Arbitral Awards & Labour Court Judgements issued prior to 2019 may be registered and executed in USD After all. A review of CFI Holdings t/a Farm & City v Machaya SC 37/2023

“The request by the appellants for the court a quo to determine the issue of the currency was in essence a request for the court to determine the lawfulness or correctness of the decision of the Labour Court. The court a quo did not have the power to determine the propriety of the judgment of the Labour Court. To do so would amount to delving into the merits of the matter before the Labour Court. The court a quo could only do so in the exercise of its review or appeal powers.”

Introduction

The dispute between Farm & City and Andrew Machaya under the Supreme Court case number SC 37 / 2023 involved an appeal against the registration of a Labour Court judgement amounting to USD 177,408.00 in favour of the Respondent. The significance of this judgement is that awards and judgements, that were issued before 2019, may be registered and executed in USD provided certain conditions are present. This is significant because the conventional understanding is that every judgment before 2019 February must be payable and executed in ZWL at the rate of 1 USD: 1ZWL. This judgement, if religiously followed, will result in the protection of several employees who are sitting on unregistered and unexecuted arbitral awards and Labour Court judgements issued before 2019.

Facts

In 2003 the respondent was suspended by the appellant. He was its Personnel Manager. In 2012 the Supreme Court nullified the suspension leading to his retirement. He was fully paid his wages and benefits thereafter. This was all paid in USD. The respondent then applied to the Labour Court for quantification of the outstanding dues. He was awarded USD 177,408.00. He then proceeded to apply to the HC for the registration of the Labour Court judgement for enforcement. This was in terms of section 93B(3) of the Labour Act (Chapter 28.01).

At the High Court and in the registration proceedings, the appellant employer argued that the judgement ought to have been in ZWL given the Finance Act (Number 2) of 2019. It then argued that because the judgement was in USD it was not sounding in money and therefore not registrable. The HC argued that delving into the propriety of the proper currency would be taking an appellate role which was not acceptable. The High Court also argued that the respondent had correctly canvassed and proved the requirements for the registration of the LC judgment. It then registered the LC judgement leaving the appellant company not amused.

The court’s findings and the law

Before the SC was a question as to whether the requirements for the registration of the LC judgment had been fulfilled.

Requirements for the registration of an award

The court ruled that the five requirements that had to be fulfilled to register an award are as follows:

“The requirements that must be satisfied before the High Court or the Magistrates Court grants an application for registration of an award are:

  1. The award must have been granted by a competent arbitrator.
  2. The award must sound in money.
  3. The award is still extant and has not been set aside on review or appeal.
  4. The litigants are the parties to the award.
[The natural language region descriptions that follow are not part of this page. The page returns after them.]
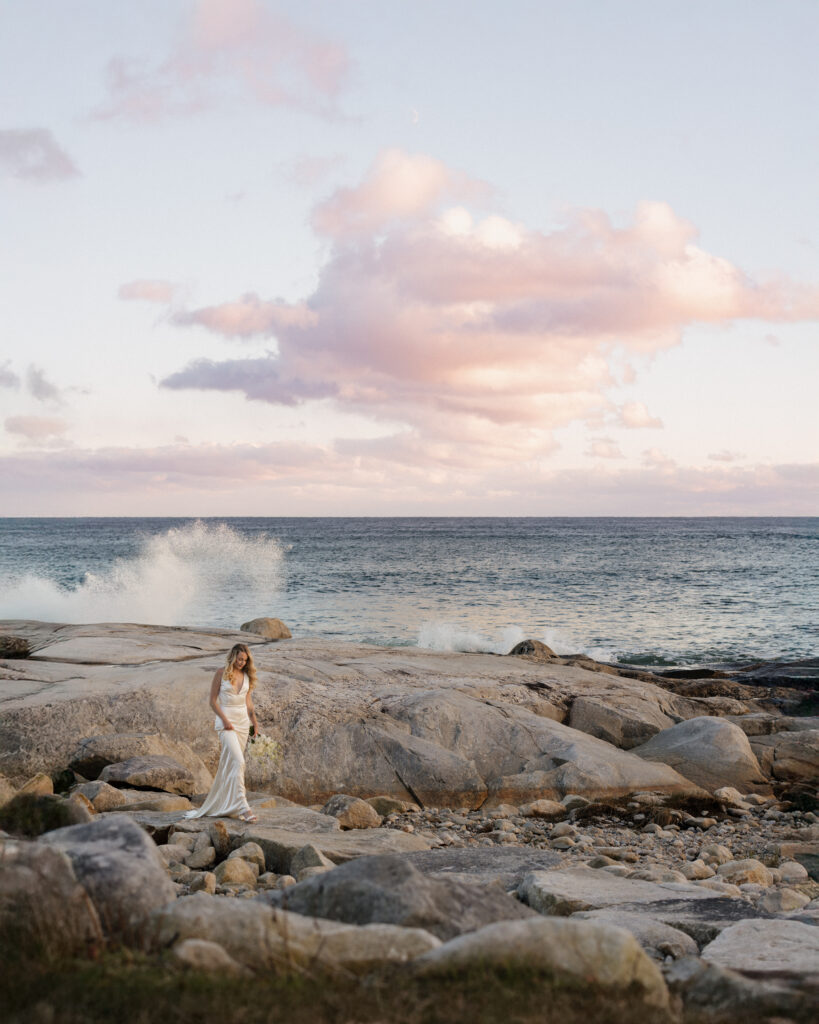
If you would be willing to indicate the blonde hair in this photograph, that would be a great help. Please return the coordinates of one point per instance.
(250, 668)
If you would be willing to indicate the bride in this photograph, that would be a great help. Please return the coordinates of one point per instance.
(231, 700)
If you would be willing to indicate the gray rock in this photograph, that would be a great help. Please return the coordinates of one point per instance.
(658, 940)
(270, 629)
(351, 812)
(779, 948)
(44, 910)
(153, 772)
(121, 870)
(390, 890)
(710, 752)
(627, 726)
(595, 952)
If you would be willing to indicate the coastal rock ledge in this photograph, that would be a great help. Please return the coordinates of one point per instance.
(434, 729)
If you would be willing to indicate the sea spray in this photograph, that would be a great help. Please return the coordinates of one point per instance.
(189, 574)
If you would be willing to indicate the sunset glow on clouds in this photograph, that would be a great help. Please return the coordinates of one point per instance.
(400, 323)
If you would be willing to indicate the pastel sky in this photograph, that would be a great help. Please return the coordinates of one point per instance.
(355, 257)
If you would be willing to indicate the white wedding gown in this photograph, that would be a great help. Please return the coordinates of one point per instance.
(227, 797)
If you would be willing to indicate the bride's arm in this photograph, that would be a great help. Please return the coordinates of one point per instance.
(252, 713)
(215, 687)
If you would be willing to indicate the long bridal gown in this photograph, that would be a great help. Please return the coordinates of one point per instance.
(227, 797)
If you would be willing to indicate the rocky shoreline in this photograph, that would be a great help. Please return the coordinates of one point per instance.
(655, 837)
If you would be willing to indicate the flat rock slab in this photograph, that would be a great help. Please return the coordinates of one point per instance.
(690, 908)
(783, 948)
(504, 866)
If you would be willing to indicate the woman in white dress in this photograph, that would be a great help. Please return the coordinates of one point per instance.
(231, 700)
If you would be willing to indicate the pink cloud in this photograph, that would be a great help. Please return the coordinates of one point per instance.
(361, 477)
(451, 323)
(229, 48)
(604, 448)
(637, 417)
(34, 156)
(36, 428)
(147, 291)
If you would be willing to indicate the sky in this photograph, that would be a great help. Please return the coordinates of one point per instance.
(553, 257)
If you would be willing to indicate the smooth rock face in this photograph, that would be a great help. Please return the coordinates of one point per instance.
(601, 954)
(626, 727)
(352, 812)
(389, 890)
(710, 752)
(762, 947)
(95, 753)
(270, 629)
(153, 772)
(791, 756)
(437, 729)
(120, 868)
(44, 910)
(657, 939)
(261, 937)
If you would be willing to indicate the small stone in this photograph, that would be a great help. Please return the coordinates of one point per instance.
(251, 852)
(235, 872)
(697, 869)
(716, 854)
(38, 785)
(203, 857)
(739, 871)
(203, 882)
(783, 901)
(792, 870)
(351, 812)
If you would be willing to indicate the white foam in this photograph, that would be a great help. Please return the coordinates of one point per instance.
(451, 636)
(185, 576)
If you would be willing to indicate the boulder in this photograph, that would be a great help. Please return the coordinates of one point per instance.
(44, 910)
(626, 726)
(31, 815)
(592, 952)
(102, 796)
(39, 785)
(95, 753)
(120, 868)
(388, 890)
(780, 948)
(657, 939)
(789, 757)
(533, 648)
(270, 629)
(7, 791)
(263, 938)
(151, 772)
(710, 752)
(200, 954)
(352, 812)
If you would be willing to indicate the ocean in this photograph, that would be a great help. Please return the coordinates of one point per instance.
(653, 592)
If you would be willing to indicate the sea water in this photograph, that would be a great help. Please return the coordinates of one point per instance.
(644, 591)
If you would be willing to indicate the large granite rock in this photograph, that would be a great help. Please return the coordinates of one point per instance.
(414, 725)
(789, 756)
(97, 754)
(779, 948)
(595, 953)
(151, 772)
(389, 890)
(710, 752)
(263, 938)
(44, 910)
(120, 868)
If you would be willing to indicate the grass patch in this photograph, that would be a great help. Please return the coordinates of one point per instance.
(132, 989)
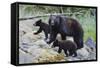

The award must be certified as an award of the arbitrator.”

The court observed that even though these requirements applied to an arbitral award, with equal force they also applied to the registration of LC judgements.[1] Regarding the question as to whether the judgement was sounding in money, it was observed by the SC that such a question had not been brought to the fore in the court aquo and could thus not be raised for the first time in the SC.

    The question of law raised in the court a quo

    It was the SC’s observation that during the proceedings aquo, the Appellant argued that the issue of currency ought to be considered by the HC.  The SC pointed out that had the HC acceded to this request it would have acted beyond its powers. It observed:

    “The limitation of the court a quo’s powers was addressed in the remarks cited above from Vasco Olympio, supra, and Biltrans (Pvt) Ltd v Minister of Public Service, Labour, and Social Welfare & Ors, supra, where it was clearly pronounced that the court a quo would not have the power to delve into the merits of the case in an application for the registration of an award and in this case a Labour Court judgment. All that the court a quo was required to do was to determine whether the requirements for registration of the judgment had been met.”

    The HC was therefore not in a position to go into the merits of the case before it and decide on the issue of the correct currency. The court also noted that the appellant had not done anything to challenge the currency issue since its leave to appeal had been abandoned at the LC. This had left the LC judgement extant with no possibility that it would be turned around.

      Conclusion of the dispute

      The appeal was dismissed with costs for lack of merit.

      Own comment

      The significance of this case is huge. It puts employees in a position where if one has an award or a judgment that was quantified in USD before February 2019, such a judgment can be registered provided the employer has not challenged the same. Presented with such an application a Magistrate Court or a High Court cannot pay attention to the arguments related to the 2019 currency changes because doing so would amount to reviewing the award being registered. The HC or MC only register Labour Court judgements. The two courts cannot delve into the merits of the matter. This judgement is commendable for its stance towards the protection of employees. It resonates very well with the theory of labour law, which seeks to balance the unequal power between employers and employees.


      [1]              CFI Holdings t/a Farm & City v Machaya SC 37 / 2023 on page 6.